Although the exact classification of the American lion is unclear, the atrox part of its scientific name stays the same. This word means “cruel” or “frightful” in Latin, and from what we can tell, this certainly describes American lions! Standing at almost four feet (1.2 m) tall at the shoulder, almost eight feet (2.5 m) long, and over 500 pounds (230 kg) in weight, American lions were bigger than modern lions. They had long, slender legs with retractable claws, and they could roar. Although it is not certain if American lions had manes or not, their large size and bulk, sharp teeth and claws, and long legs would have made them a frightful sight indeed.
These long legs would have made American lions formidable hunters as well, similar to modern lions. Long legs would have allowed American lions to sprint very fast, possibly up to 30 miles (almost 50 km) per hour! However, it is probable that they could not sprint for long periods of time and had to rely on ambushes. Being a carnivore, American lions would have probably hunted various other Pleistocene animals, such as horses, deer, camels, ground sloths, young mammoths, and bison. They might have hunted and lived alone or in small prides, kind of like modern lions.
Whether the American lion hunted by itself or in groups, it must have been successful. During their time walking the earth, American lions walked themselves all across North America. Fossils have been found from Canada to as far south as Chiapas, Mexico. With this range, American lions likely made it to the Tularosa Basin in New Mexico, which is today home to White Sands National Monument. If American lions did come here, they would have found a giant lake called Lake Otero instead of sand dunes. Thanks to the footprints we’ve found at the monument, we know Pleistocene animals like mammoths, camels, and ground sloths roamed around Lake Otero. So, perhaps American lions also came through as they hunted these large prey animals. Fossils elsewhere in the state show they were in the area; besides the tracks at White Sands, bones of the American lion have been found near Jal, Lea County; Isleta Cave, San Bernalillo County; and Muskox Cave, Eddy County, all in New Mexico.

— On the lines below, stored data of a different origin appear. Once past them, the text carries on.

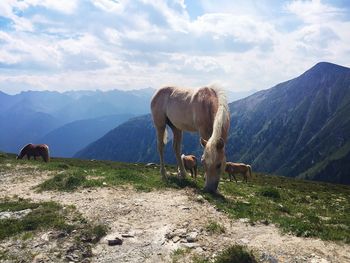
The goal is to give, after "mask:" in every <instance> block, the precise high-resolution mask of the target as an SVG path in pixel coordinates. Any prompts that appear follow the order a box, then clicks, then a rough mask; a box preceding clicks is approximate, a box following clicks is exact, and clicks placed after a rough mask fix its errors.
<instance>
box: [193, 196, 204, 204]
mask: <svg viewBox="0 0 350 263" xmlns="http://www.w3.org/2000/svg"><path fill="white" fill-rule="evenodd" d="M195 200H196V201H197V202H198V203H204V201H205V199H204V197H203V196H201V195H197V196H196V199H195Z"/></svg>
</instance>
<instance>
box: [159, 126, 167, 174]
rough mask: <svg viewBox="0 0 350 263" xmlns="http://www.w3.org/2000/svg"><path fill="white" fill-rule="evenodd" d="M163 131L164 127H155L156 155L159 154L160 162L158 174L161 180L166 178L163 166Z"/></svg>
mask: <svg viewBox="0 0 350 263" xmlns="http://www.w3.org/2000/svg"><path fill="white" fill-rule="evenodd" d="M165 129H166V127H165V126H164V127H161V128H158V127H157V146H158V153H159V161H160V174H161V175H162V178H163V179H164V178H166V171H165V166H164V145H165V142H164V140H165V139H164V136H165Z"/></svg>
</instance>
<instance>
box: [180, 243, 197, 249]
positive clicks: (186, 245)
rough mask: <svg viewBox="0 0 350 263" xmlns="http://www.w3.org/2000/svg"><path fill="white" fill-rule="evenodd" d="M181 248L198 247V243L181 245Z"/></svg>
mask: <svg viewBox="0 0 350 263" xmlns="http://www.w3.org/2000/svg"><path fill="white" fill-rule="evenodd" d="M182 246H183V247H185V248H190V249H192V248H198V247H200V245H199V244H198V243H183V244H182Z"/></svg>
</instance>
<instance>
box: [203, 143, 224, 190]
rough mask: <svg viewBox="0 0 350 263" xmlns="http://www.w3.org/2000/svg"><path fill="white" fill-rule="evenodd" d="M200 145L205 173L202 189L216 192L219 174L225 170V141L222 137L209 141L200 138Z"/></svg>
mask: <svg viewBox="0 0 350 263" xmlns="http://www.w3.org/2000/svg"><path fill="white" fill-rule="evenodd" d="M201 145H202V146H203V147H204V152H203V156H202V159H201V161H202V164H203V167H204V170H205V174H206V176H205V178H206V179H205V187H204V190H205V191H208V192H216V190H217V188H218V185H219V181H220V175H221V173H222V172H223V171H224V170H225V163H226V157H225V142H224V140H223V139H222V138H220V139H218V140H209V141H206V140H204V139H203V138H201Z"/></svg>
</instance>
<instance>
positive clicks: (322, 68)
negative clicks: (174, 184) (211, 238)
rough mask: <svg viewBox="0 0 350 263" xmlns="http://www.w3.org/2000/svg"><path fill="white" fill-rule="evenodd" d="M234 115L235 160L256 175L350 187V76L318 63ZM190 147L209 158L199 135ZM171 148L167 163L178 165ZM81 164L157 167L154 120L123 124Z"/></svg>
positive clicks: (156, 154) (231, 148) (229, 138)
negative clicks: (170, 162) (91, 160)
mask: <svg viewBox="0 0 350 263" xmlns="http://www.w3.org/2000/svg"><path fill="white" fill-rule="evenodd" d="M229 107H230V111H231V130H230V135H229V139H228V144H227V159H228V160H230V161H243V162H246V163H250V164H252V166H253V169H254V170H255V171H261V172H267V173H275V174H280V175H285V176H291V177H302V178H308V179H318V180H324V181H330V182H337V183H347V184H349V183H350V174H349V171H350V170H349V162H348V161H349V158H350V69H349V68H346V67H342V66H338V65H335V64H331V63H326V62H322V63H318V64H317V65H315V66H314V67H312V68H311V69H310V70H308V71H306V72H305V73H304V74H302V75H301V76H299V77H297V78H295V79H292V80H289V81H286V82H284V83H281V84H278V85H276V86H275V87H273V88H271V89H268V90H263V91H260V92H257V93H255V94H253V95H251V96H249V97H247V98H245V99H242V100H238V101H235V102H233V103H230V105H229ZM112 144H113V146H111V145H112ZM183 145H184V150H183V151H184V152H185V153H195V154H197V156H199V155H200V154H201V152H202V151H201V149H200V146H199V143H198V136H196V135H186V136H185V139H184V143H183ZM167 147H168V148H167V150H166V158H167V160H168V161H172V162H173V161H174V158H173V153H172V151H171V149H170V148H171V146H170V145H168V146H167ZM76 156H77V157H80V158H93V159H108V160H120V161H143V162H148V161H158V155H157V150H156V143H155V131H154V129H153V124H152V121H151V118H150V116H149V115H148V116H144V117H142V118H137V119H133V120H131V121H129V122H127V123H124V124H123V125H121V126H119V127H117V128H116V129H114V130H112V131H111V132H109V133H108V134H107V135H106V136H104V137H102V138H101V139H99V140H98V141H97V142H96V143H93V144H91V145H90V146H88V147H87V148H85V149H83V150H82V151H80V152H79V153H78V154H77V155H76Z"/></svg>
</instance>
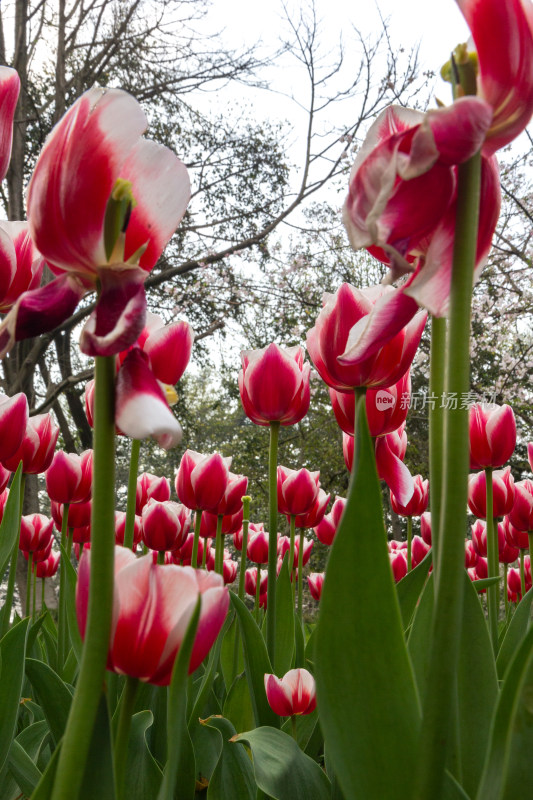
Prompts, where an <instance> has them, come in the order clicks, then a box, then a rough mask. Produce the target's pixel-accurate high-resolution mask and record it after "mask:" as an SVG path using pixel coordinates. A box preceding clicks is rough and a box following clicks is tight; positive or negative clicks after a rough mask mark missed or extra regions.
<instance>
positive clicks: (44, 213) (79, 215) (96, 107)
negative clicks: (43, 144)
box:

American lions roamed across North America for thousands of years. Around 10,000 years ago, however, they went extinct, alongside a lot of other Pleistocene megafauna. The exact reasons are unknown. Their extinction may have been due to human interference (humans hunting the prey American lions relied on), climate change, or both. Whatever the cause, the reign of the lions in North America came to an end. Today, these animals are still studied and imagined through the clues they left behind.